De repente, o tempo mudou drasticamente. As nuvens negras engoliram o sol, o vento se tornou um vendaval e as ondas cresceram, transformando o mar calmo em um monstro furioso. A pequena embarcação balançava violentamente, e o pânico começou a se instalar.

"Precisamos voltar, Edu!", Helena gritou, o rosto pálido.

"Eu sei! Estou tentando!", ele respondeu, lutando contra o leme.

Mas o mar parecia decidido a não deixá-los ir. Uma onda gigante se aproximava, ameaçadora. Eduardo fez um esforço sobre-humano para desviar, mas era tarde demais. A embarcação virou com um estrondo, jogando os dois na água revolta.

Helena lutava para manter a cabeça fora d'água, a respiração ofegante. A cada onda que a atingia, sentia suas forças diminuírem. Ela procurava Eduardo desesperadamente.

"Edu! Edu!", ela gritava, a voz rouca.

Finalmente, ela o viu, a alguns metros de distância, lutando para não ser levado pela correnteza. Ele estendeu a mão em sua direção.

"Helena! Vem!", ele gritou.

Com um último esforço, ela nadou em sua direção. Ele a agarrou, e juntos tentaram se manter à tona.

Nesse exato momento, em uma lancha de alta velocidade que navegava nas proximidades, Valdemar viu a cena. Ele reconheceu a pequena embarcação virada e, em seguida, os dois corpos lutando contra as ondas. Sem hesitar, ele mudou o curso e acelerou em direção a eles.

"Segure firme, Helena!", Eduardo gritou, percebendo a aproximação da lancha.

Valdemar chegou até eles, a lancha parando bruscamente perto o suficiente para que ele pudesse estender a mão.

"Rápido! Subam!", ele ordenou, a voz firme e autoritária, mas com um tom de urgência que indicava que ele também estava abalado.

Com a ajuda de Eduardo, Helena conseguiu subir na lancha. Em seguida, foi a vez de Eduardo. Assim que os três estavam a bordo, Valdemar acelerou, afastando-se da zona de perigo.

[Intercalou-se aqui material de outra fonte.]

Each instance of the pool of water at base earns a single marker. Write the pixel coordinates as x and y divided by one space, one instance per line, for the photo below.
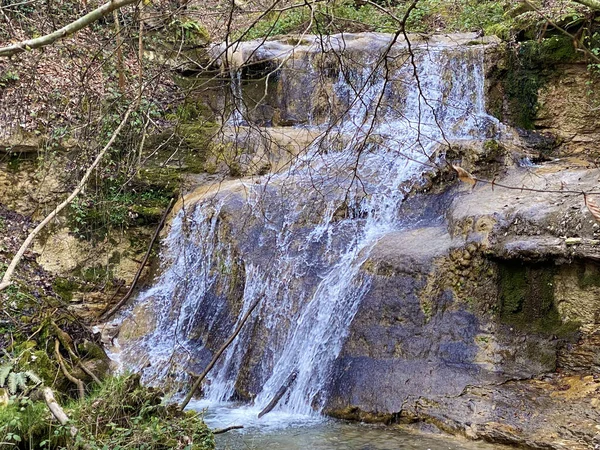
281 431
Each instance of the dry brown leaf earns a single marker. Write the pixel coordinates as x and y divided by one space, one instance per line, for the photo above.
593 208
464 176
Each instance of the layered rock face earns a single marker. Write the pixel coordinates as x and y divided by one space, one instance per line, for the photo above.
396 293
490 328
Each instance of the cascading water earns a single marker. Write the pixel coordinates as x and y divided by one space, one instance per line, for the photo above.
296 240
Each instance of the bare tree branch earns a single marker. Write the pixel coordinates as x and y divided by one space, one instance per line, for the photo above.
593 4
6 279
65 31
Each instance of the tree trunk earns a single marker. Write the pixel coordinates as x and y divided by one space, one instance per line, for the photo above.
6 279
593 4
65 31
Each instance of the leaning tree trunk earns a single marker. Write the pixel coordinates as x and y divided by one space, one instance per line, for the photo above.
6 279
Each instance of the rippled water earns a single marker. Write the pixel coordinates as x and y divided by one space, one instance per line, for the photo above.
283 431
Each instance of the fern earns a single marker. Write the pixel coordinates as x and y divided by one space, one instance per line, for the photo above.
16 381
12 383
4 371
33 377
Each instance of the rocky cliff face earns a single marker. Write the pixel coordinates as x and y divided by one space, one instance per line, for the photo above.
490 322
479 316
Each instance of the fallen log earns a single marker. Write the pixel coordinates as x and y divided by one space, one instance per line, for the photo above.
225 430
280 393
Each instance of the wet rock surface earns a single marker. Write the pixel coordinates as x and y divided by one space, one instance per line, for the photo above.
481 317
505 347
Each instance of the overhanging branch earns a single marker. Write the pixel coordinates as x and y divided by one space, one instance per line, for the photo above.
594 4
65 31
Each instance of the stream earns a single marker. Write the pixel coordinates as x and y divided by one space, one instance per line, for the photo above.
283 431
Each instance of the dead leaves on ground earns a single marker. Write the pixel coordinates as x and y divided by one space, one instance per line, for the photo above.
592 207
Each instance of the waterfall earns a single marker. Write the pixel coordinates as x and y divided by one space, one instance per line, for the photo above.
297 239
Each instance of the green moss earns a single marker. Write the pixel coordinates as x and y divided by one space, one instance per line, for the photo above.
529 67
588 275
189 32
526 294
64 287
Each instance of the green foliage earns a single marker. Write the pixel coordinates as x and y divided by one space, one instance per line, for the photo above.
529 66
119 414
122 414
354 16
7 77
527 299
189 32
23 421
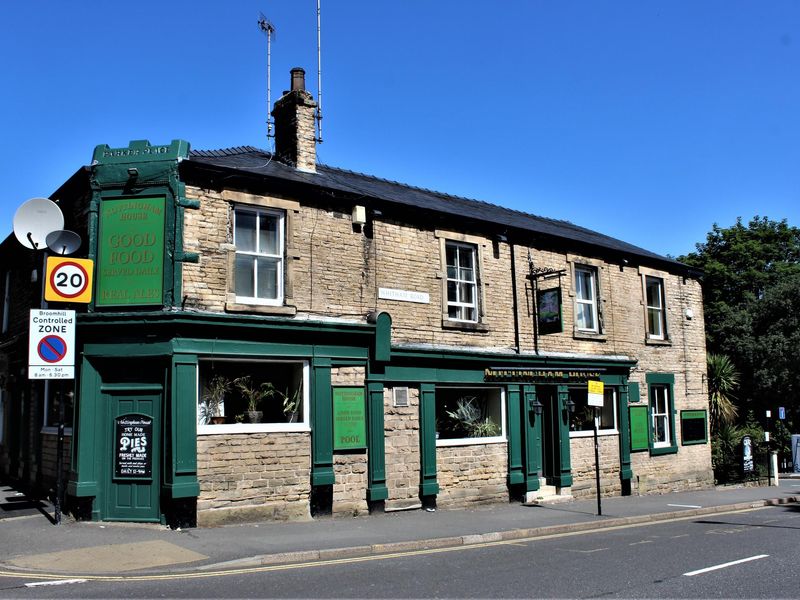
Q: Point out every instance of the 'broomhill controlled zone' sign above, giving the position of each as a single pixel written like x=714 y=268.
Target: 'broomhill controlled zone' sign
x=51 y=352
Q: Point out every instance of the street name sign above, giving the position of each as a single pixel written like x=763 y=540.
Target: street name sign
x=51 y=351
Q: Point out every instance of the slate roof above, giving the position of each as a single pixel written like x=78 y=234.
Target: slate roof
x=253 y=161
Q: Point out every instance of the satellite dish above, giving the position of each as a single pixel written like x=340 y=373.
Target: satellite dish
x=63 y=241
x=34 y=220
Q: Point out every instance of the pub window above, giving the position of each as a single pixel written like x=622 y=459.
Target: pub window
x=258 y=235
x=469 y=415
x=236 y=396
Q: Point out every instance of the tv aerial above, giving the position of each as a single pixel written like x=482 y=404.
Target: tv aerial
x=269 y=29
x=34 y=220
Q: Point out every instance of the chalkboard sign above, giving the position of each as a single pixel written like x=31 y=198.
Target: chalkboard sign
x=133 y=435
x=693 y=427
x=640 y=434
x=349 y=418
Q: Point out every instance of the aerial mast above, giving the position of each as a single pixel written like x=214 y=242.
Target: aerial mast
x=269 y=29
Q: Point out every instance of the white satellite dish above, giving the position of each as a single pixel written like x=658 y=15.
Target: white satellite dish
x=35 y=219
x=63 y=241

Enquanto a tempestade rugia ao redor, Helena e Eduardo, encharcados e trêmulos, olhavam para Valdemar. Aquele homem enigmático, que ela temia, acabara de salvar suas vidas.

"Por quê?", Helena conseguiu perguntar, a voz embargada. "Por que você nos ajudou?"

Valdemar a olhou nos olhos, e pela primeira vez, Helena viu algo além da frieza habitual. Havia um vislumbre de dor, de reconhecimento.

"Porque... porque há coisas que não podemos deixar o passado destruir", ele respondeu, a voz baixa, carregada de um peso que Helena não conseguia decifrar. "E porque, às vezes, um fio invisível nos liga a pessoas que não conhecemos, mas que de alguma forma sentimos que nos pertencem."

Ele desviou o olhar, voltando sua atenção para o mar revolto. A tempestade lá fora parecia ter aberto uma fenda no silêncio que envolvia Valdemar, revelando um vislumbre de sua complexa história. Helena, abraçada a Eduardo, sentiu que a trama de suas vidas, que parecia se desenrolar em direção à paz, acabara de ganhar um novo e inesperado capítulo. A tempestade havia não só testado o amor deles, mas também revelado um herói improvável.